Deng Enming, courtesy name Zhongrao (15 November 1900 – 5 April 1931) was a Communist revolutionary and one of the founders of the Chinese Communist Party.

== Biography ==
Deng was born on 15 November 1900 in Libo County, Guizhou, Qing dynasty. At the age of sixteen, he left Guizhou for Shandong. In 1918, he enrolled into the Shandong Jinan No.1 High School at Jinan. After the May Fourth Movement, he began to participate in student strikes, and became the editor of his high school's newspaper. In November 1920, along with Wang Jinmei, he co-founded the Lixin Society, a communist organisation which heavily promoted the October Revolution in Russia.

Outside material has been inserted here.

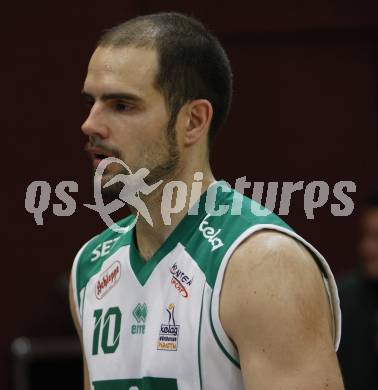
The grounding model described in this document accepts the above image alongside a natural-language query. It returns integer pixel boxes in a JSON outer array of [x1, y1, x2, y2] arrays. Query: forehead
[[84, 46, 158, 97]]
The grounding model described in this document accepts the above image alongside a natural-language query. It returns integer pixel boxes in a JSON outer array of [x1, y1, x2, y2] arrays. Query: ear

In the spring of 1921, Deng participated in the creation of a communist organisation in Jinan. In July, along with Wang Jinmei, he represented the province in the 1st National Congress of the Chinese Communist Party at Shanghai. In January 1922, Deng went to Moscow and was received by Vladimir Lenin. He went to Qingdao later that year to found the province's communist party division, and was appointed as party-secretary of the organisation. During the Northern Expedition, Deng led a major strike by the workers of the Qingdao–Jinan railway. In April 1927, he went to Wuhan as a representative of the 5th National Congress. After returning to Shandong, he was promoted as party secretary of CCP Shandong. Following the outbreak of the Chinese Civil War, Deng led several communist insurrections across Shandong. He was arrested in Jinan in December 1928, and was one of the 23 people executed by forces under Han Fuju on 5 April 1931.